You can determine whether the vehicle needs repairs or is in excellent condition by doing an examination. If it does require repairs, you may calculate the cost of those fixes and bargain for a lesser price.
If the seller has nothing to conceal, they should have no issues with you asking for an inspection. It could be advisable to leave if they do object to an examination since they might be trying to hide a problem with the car.
To organize the inspection, you may either call your go-to mechanic or make use of services like LemonSquad. For the majority of cars, including the Nissan Rogue, an inspection shouldn’t set you back more than $200. However, keep in mind that expensive vehicles could be unusual or vintage.
Additionally, now that you are aware of the typical Nissan Rogue issues, you may ask your technician or the service provider to check out particular components of the vehicle. such as its powertrain, air conditioning compressor, and suspension struts. By doing this, you can be sure that these frequent issues won’t arise shortly after you buy the car.
A used vehicle purchase might take a while. To avoid unpleasant surprises after buying a vehicle, you must not only choose the appropriate one at the right price but also make sure it has been well maintained. Good luck and never forget to conduct a comprehensive vehicle check before buying a car.
One of the finest choices you can make is to purchase a Nissan Rogue in the proper year. A Nissan Rogue may be a great car for you and your family to buy when it’s in top condition. Avoid purchasing a Nissan Rogues model year if you want to avoid being listed above and save money on maintenance.
Most Nissan Rogue cars from that year have several serious flaws, particularly in their gearboxes. Only Rogues from recent years, notably models from 2017 through 2021, have had very few complaints.

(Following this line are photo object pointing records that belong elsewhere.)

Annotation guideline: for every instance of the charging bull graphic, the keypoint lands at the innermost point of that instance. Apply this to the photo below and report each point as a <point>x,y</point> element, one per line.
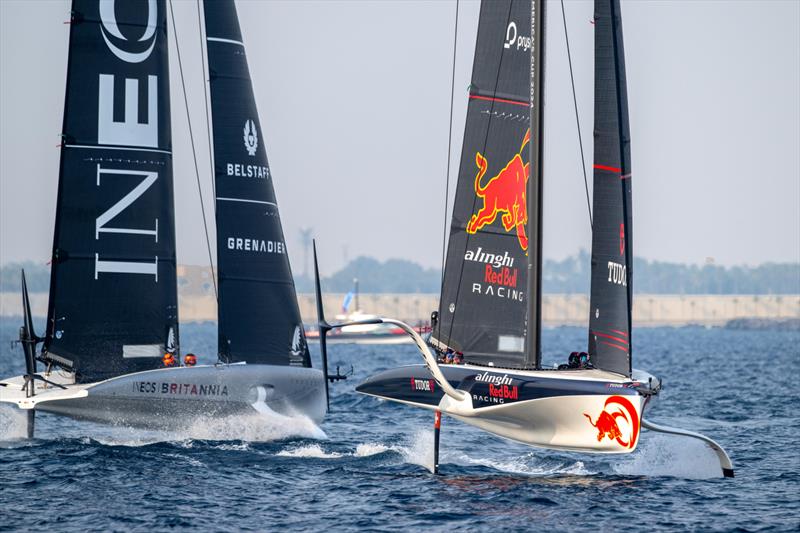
<point>504,193</point>
<point>617,407</point>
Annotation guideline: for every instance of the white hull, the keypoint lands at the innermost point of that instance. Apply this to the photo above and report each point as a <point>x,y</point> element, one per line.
<point>173,398</point>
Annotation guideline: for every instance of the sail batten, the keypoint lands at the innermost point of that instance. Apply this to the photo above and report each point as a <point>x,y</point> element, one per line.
<point>611,282</point>
<point>259,318</point>
<point>113,284</point>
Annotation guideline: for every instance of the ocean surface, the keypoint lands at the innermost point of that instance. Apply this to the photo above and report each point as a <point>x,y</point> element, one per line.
<point>365,466</point>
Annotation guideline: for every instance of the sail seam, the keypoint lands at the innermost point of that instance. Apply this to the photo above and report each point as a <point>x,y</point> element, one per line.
<point>247,201</point>
<point>221,40</point>
<point>126,148</point>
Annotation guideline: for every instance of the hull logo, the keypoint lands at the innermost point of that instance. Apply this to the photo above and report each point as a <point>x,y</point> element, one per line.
<point>617,407</point>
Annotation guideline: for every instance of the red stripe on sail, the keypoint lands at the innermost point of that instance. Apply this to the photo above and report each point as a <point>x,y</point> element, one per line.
<point>501,100</point>
<point>610,169</point>
<point>615,346</point>
<point>617,339</point>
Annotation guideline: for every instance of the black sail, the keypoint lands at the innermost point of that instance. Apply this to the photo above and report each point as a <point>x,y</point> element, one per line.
<point>483,303</point>
<point>259,319</point>
<point>113,290</point>
<point>611,293</point>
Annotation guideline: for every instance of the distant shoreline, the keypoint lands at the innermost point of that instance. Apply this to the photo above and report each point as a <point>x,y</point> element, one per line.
<point>557,309</point>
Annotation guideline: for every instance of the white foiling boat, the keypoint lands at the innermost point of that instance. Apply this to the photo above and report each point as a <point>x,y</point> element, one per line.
<point>490,305</point>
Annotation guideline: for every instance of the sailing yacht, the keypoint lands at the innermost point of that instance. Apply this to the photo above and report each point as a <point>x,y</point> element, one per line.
<point>113,307</point>
<point>490,304</point>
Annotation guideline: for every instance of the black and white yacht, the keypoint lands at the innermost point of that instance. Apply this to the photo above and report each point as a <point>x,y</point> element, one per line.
<point>111,350</point>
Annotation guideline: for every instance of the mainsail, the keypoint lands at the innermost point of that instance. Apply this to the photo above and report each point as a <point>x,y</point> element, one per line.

If you can, stay away from Rogues made from 2008 to 2016 as well as the 2018 model.
Get your car checked thoroughly to ensure your safety and the safety of any passengers, as well as to verify that any recall information is up to date.
Jim Wicks is the founder of MotorVehicleHQ. With over two decades of experience in the automotive industry and a degree in Automotive Technology, Jim is a certified car expert who has worked in various roles ranging from a mechanic, car dealership manager, to a racing car driver. He has owned more than 20 cars over the past 15 years. Ask him about any vehicle you see on the road and he can tell you the make, model and year. He loves the aesthetics of all things cars, and keeps his vehicles in pristine condition.
In his free time, Jim enjoys getting his hands dirty under the hood of a classic car or taking long drives along the country roads. His favorite car? A 1967 Shelby GT500, a true classic that, according to Jim, “represents the pure essence of American muscle.”